極上な王子は新妻を一途な愛で独占する
「な、なんで?」

カレルには秘密がある素ぶりなんて、した事無かったのに。

「分かるだろ? 一年以上、毎週のように会っていたのに俺たちはお互い打ち明けていない事が多過ぎる。それはふたりとも語らなかっただけじゃなく、聞こうとしなかったからだ」

「そう……だよね」

カレルの言う通りだった。聞きたいと思ったことはあったけれど、口には出さなかったのだ。もし「お前は?」と聞き返されたら困るから。


カレルの事を良く知らないのに、想いだけは大きくなっていった。
彼をとても身近に感じていた。顔も知らない夫よりもずっとずっと大切な人になっていた。


「シェール、俺たちやり直さないか?」

「え?」

どういう意味なのだろう。

「俺はお前とこの先も共に居たい。だから次に会った時、全て打ち明けるよ。何も隠すことなくシェールと向き合いたい。だからシェールも同じ気持ちで居てくれるのなら、隠さずに言ってくれ。思っている事を全て聞かせて欲しい」

真摯に言われ、シェールの内に泣き出したいような衝動が込み上げる。

(カレルがこんな風に心を見せてくれるなんて)

嬉しくて、何も考えずにカレルに縋り付きたくなる。一緒に逃げて!と訴えたくなる。

けれど実際そんな事が出来るはずもなく、シェールは自分を戒めるように手を固く握りながら口を開いた。

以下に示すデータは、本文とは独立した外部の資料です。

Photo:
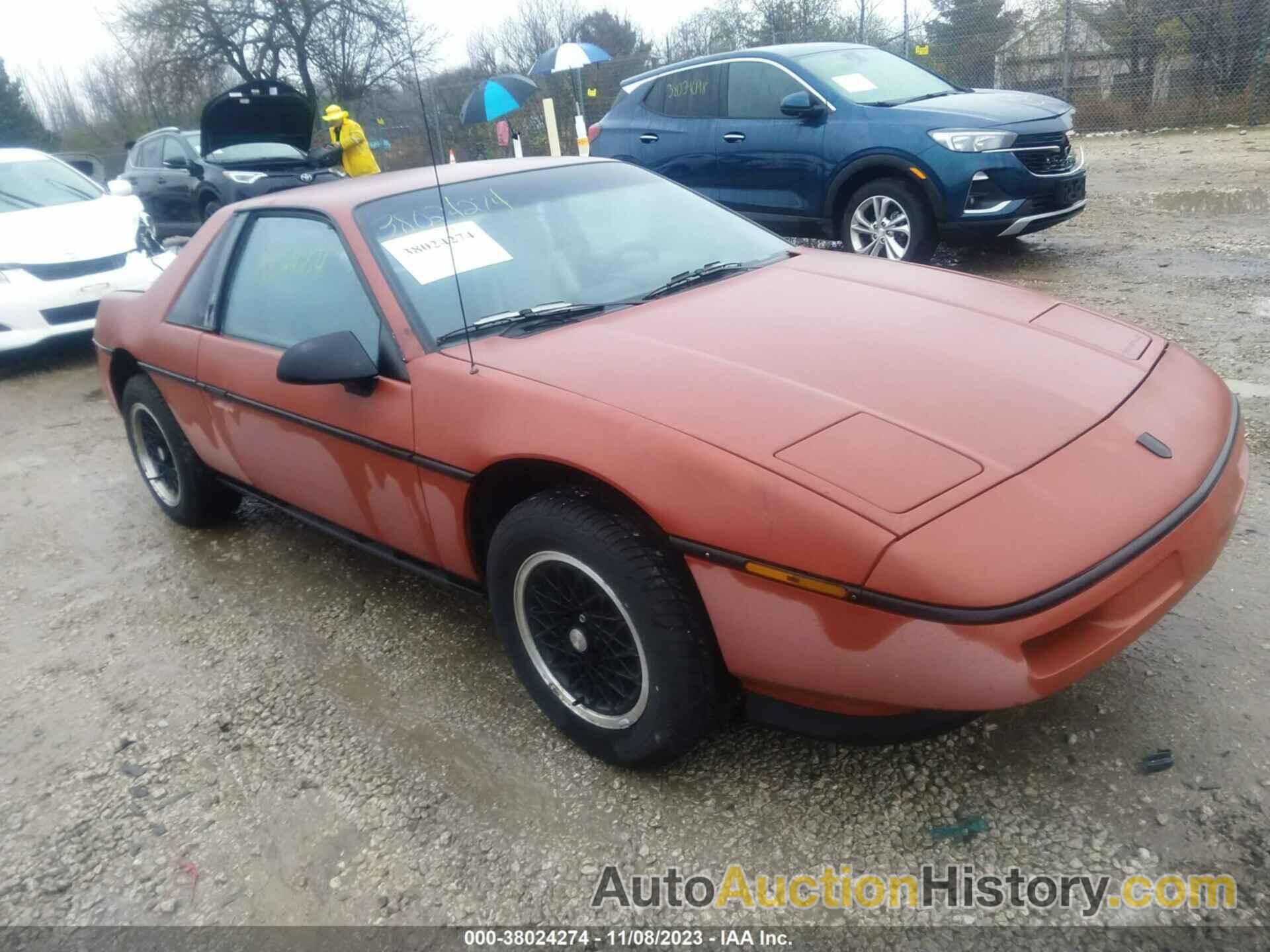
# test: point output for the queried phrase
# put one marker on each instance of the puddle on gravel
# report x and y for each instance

「言いたくても、その機会が来ないかもしれない……次は無いかもしれないもの」


今にも泣きそうな顔のシェールに、カレルはフッと笑って見せた。

「珍しく悲観的だな」

「だって……」

「大丈夫だよ。必ずまた会える」

はっきりと言い切るカレルに、シェールは目を瞬く。

「……カレルは自信過剰だよ」

「そうでもないぜ。だって俺はお前との事、運命だと思ってるから」

「え?」

(う、運命って⁈)

驚きの声を上げるまもなく、シェールは強い力で引き寄せられ、カレルの腕に包まれていた。